「うむ。
 それで良い。
 【千愛】殿も幸せにな」
「はい。
 もちろんでございまする」
 と話し合った。
 【千愛姫】にとって【幸士郎】は【庄助】との【恋愛相談】をしてくれる大切な家族だった。
 その【幸士郎】が【婿入り】してしまうとして悲しい気持ちになったのだが、それは【幸士郎】の方が強いだろう。
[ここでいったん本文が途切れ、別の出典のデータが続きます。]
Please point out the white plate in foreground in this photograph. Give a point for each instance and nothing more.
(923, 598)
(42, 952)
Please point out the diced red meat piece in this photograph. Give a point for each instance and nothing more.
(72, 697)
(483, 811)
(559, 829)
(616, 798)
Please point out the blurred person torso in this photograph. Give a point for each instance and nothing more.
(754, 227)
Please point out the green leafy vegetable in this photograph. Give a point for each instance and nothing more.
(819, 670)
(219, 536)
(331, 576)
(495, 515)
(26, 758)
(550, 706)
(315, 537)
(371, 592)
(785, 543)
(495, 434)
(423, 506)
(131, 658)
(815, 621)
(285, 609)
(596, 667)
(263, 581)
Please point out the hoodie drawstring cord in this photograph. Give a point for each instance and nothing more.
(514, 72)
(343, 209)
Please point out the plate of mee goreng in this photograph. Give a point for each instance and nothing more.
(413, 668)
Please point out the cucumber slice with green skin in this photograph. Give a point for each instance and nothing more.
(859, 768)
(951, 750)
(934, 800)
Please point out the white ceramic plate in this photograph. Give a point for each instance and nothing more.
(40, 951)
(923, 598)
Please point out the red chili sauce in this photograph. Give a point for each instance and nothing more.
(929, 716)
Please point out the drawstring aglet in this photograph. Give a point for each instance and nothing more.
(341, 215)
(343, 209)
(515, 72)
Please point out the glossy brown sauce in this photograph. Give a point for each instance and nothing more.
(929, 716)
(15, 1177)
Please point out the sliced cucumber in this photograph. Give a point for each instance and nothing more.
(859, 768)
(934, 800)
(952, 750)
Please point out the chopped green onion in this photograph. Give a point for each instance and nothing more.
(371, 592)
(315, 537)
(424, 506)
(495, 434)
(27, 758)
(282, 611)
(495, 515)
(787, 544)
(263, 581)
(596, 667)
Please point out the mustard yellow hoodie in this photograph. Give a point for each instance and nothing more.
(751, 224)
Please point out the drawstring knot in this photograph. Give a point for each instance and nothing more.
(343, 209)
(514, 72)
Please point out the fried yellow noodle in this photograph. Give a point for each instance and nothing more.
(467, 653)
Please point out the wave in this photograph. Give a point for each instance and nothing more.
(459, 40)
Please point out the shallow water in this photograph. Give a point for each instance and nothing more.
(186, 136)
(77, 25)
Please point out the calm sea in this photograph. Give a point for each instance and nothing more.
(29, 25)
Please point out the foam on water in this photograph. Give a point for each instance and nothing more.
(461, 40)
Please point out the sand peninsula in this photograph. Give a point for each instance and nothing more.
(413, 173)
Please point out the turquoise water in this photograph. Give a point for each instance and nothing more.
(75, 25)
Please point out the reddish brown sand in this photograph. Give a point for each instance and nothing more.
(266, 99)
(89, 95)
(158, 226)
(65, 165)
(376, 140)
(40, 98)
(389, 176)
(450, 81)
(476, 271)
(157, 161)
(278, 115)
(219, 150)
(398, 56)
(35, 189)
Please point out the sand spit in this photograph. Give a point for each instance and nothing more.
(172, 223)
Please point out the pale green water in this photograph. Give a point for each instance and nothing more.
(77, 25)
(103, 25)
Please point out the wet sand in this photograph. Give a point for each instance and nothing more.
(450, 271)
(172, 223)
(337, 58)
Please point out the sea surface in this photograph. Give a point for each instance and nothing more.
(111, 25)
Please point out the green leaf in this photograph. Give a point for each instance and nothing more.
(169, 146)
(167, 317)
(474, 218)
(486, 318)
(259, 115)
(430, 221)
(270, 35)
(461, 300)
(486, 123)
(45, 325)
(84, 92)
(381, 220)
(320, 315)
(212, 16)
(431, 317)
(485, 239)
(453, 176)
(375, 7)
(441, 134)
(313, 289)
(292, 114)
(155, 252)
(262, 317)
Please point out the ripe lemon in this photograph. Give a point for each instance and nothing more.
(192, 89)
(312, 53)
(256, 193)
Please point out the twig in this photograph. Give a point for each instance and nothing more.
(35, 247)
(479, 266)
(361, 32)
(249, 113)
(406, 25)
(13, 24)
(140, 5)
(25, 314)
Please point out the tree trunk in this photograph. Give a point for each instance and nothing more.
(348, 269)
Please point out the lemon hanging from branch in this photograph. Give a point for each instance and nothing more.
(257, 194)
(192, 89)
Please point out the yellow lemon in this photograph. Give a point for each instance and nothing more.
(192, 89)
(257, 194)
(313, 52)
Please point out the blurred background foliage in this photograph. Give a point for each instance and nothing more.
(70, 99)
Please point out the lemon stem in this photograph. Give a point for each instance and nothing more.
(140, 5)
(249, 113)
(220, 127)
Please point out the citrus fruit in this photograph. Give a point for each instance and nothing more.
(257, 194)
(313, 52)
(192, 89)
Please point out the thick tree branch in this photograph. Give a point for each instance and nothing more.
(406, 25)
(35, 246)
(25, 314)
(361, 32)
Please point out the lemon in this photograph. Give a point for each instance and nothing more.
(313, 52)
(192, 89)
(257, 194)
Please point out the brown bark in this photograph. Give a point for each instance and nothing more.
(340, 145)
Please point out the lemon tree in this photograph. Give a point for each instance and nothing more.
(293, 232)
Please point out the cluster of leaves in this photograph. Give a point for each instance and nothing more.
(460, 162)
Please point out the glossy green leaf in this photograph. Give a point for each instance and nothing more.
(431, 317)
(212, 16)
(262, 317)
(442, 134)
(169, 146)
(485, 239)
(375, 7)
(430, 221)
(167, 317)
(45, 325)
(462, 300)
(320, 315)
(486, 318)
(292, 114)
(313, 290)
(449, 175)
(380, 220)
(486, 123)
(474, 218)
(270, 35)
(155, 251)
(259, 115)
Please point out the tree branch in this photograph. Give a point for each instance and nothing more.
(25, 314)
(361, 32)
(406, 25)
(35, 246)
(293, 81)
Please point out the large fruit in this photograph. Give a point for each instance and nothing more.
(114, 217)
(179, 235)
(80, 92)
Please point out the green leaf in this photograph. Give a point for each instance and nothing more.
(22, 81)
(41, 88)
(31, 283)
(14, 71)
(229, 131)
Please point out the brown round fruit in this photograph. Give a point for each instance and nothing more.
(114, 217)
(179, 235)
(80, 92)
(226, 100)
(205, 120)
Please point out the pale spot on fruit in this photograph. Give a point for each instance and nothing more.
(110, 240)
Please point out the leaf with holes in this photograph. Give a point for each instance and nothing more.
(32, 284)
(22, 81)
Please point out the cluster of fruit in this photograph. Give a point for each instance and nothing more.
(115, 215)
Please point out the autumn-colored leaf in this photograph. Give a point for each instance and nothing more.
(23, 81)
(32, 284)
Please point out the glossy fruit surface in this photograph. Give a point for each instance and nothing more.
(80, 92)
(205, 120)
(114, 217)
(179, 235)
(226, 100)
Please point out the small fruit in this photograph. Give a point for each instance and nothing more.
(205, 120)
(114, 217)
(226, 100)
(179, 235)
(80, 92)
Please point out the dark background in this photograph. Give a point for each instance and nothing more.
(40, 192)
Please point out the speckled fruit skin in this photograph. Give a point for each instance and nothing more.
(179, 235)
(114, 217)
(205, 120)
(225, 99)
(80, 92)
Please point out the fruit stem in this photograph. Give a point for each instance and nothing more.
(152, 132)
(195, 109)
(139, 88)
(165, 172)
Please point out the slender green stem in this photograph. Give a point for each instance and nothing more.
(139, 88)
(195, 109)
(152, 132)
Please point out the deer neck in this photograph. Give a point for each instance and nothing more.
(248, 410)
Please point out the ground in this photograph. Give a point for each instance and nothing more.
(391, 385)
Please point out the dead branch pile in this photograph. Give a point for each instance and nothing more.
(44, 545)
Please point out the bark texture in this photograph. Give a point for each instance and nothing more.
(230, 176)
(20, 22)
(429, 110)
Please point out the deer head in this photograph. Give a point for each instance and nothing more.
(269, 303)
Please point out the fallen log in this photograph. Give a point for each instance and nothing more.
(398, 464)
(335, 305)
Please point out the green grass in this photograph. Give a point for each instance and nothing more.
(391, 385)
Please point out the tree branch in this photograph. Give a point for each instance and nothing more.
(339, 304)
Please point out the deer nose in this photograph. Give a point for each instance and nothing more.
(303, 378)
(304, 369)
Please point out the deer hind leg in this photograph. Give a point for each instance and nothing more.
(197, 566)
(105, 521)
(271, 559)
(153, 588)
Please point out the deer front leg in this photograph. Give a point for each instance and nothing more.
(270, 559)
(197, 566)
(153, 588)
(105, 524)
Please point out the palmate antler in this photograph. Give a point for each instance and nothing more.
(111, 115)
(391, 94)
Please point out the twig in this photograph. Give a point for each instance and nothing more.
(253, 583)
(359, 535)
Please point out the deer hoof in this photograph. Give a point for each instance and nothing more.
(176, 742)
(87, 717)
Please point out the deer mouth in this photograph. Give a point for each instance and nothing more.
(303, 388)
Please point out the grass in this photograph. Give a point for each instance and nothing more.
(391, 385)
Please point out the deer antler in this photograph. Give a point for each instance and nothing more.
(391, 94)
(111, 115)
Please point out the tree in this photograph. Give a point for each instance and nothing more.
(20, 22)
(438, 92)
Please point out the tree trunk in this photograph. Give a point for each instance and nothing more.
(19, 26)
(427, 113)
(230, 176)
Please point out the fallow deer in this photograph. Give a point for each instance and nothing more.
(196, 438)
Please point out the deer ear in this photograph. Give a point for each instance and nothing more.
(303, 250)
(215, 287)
 【闘月】ではなく、【鏡月】として生きて行かなければならないのだから。
 これが【戦国の世】の習わしであった。
 【幸士郎】は続いて、【天運】に挨拶をしに行った。
 【幸士郎】は、
「では、【天運】殿。
 私は、【鏡月 幸士郎】として生きていきまする。
 【藩】の繁栄。
 心より、祈うておりまする」
 と言った。
 【父上】では無く、【天運殿】と言う呼び方をしているのは、【幸士郎】が【鏡月家】の人間になったからである。
 【天運】も、
「うむ。
 【幸士郎】殿も幸せにな。
 大儀であった」
 と言った。
 続いて、母、弟や妹達と簡単な挨拶を済ませる。
 他人行儀な酷く素っ気ないものだ。
 戦国の世では当たり前の事なのだ。
 続いて、【決戦】に出た5人の代表者の下に行き、
「済まぬな、お前達。
 付き合わせる事になった」
 と言った。
 【平田 泰善】は、
「申し訳ありませぬ。
 負けてしまいました」
 と謝る。
 【的場 尚三】は、
「ちっくしょう。
 畜生、
 畜生、
 畜生ぅ~っ」
 と言って悔しがる。
 彼は勝っていたのだ。
 それでも連帯責任で、敗北者として、彼もまた【鏡月家】に行くことになる。

続きます。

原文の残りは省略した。